A group of transexual women, GLBTI pride parade Bologna - S. Deepak, 2012

Marcello seems more male than female. He dresses as a male and wishes to be known by a male name. He shares his the pain of his first traumatic sex experience. He has not taken female hormones like estrogen, has no female-breasts and not been operated. He is a woman, emotionally and psychologically rather than physically.

Daniela has been a wife for fifteen years. She talks about her operation in London because that operation gave "more depth" to her new genitals. The operation allowed her to become a woman legally and have a female name. Her mother in law did not even realize that she is transexual and keeps on hoping for a grandchild. Only when Daniela was close to her separation from her husband, she talked to her mother-in-law about her transexuality. Her mother-in-law's reaction, "..but my son's body is normal, I know it because I bathed him as a child" gives a glimpse into common misconceptions and lack of understanding about transexuality in general public.

Georgina talks about her controlling husband, and her fight to be her own person and to make her own choices.
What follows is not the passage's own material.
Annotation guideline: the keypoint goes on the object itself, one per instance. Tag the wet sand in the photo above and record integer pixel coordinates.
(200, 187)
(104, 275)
She also thinks that a "normal" family is made of a man, a woman and their children and thus does not think that couples with a transexual person have a right to marry.

Leila, an artist from Brazil, talks about her early exclusion because "she was not Italian", and also of the strong influence of church.

Andrea is a fish-seller and also a handicrafts person, talks of her initially difficulties and the social stigma. She also talks of her intense relationship for four years with a person who had lot of problems and how their relationship changed from passion to "maternal care". "It is heterosexual men, persons who like women, who get attracted to trans-women", Andrea says smiling, "but so many of them want me my dick, they want me to be the active partner."

Another story is that of Venecio, a pioneering trans-woman who was some kind of famous artist. Her part of story in the film is shown through a visit to a museum dedicated to her costumes.

Comments

The persons in the film talk of their initial difficulties, their first sex experiences, their love lives, their long relationships, their hormone therapies and operations, their struggles to be "normal" in a society that does not accept them easily.

Divergenti 2013 - Poster, Nessuno è Perfetto

On the whole, the film is sad and melancholic, focusing on difficulties, loneliness, challenges of finding love and companionship, of being used just for sex. Veneziani's poems that connect different parts of the stories, are also melancholic. The only happy parts of the film are where Andrea comes on screen.

I could understand from the film that the transition, the process of changing from a man to a woman, is an evergoing process, it does not conclude just because a person has been operated and has female genitals or takes hormones. Rather transition is a lifelong process of a new gender identity that must be forged constantly, fighting or dealing with external and internalized gender roles, stereotypes and expectations.

The film focuses on persons who have lived through tougher and more closed times of 1970s and 1980s when the issues of transexuality were just coming out and the battles for their human rights were just begining. They all feel that today things are easier and their is much more visibility, so it is easier for persons to transition and make their choices. I feel that the film could have gained by having one or two more contemporary stories of younger persons, who have different kind of experiences.

The film has many shots of Veneziani getting out of and getting back into a house, where he has to squeeze through a half-open door. I am not sure if it has some symbolic meaning (I didn't get the meaning) and why it is repeated so often. The parts about Veneziani, like the shots showing he is writing notes, seem like intellectual/literary posturing.

Globally I liked this film and I think it succeeds in giving you an idea of diversity of transexual women and their lives and experiences, especially in the above-fifty age group.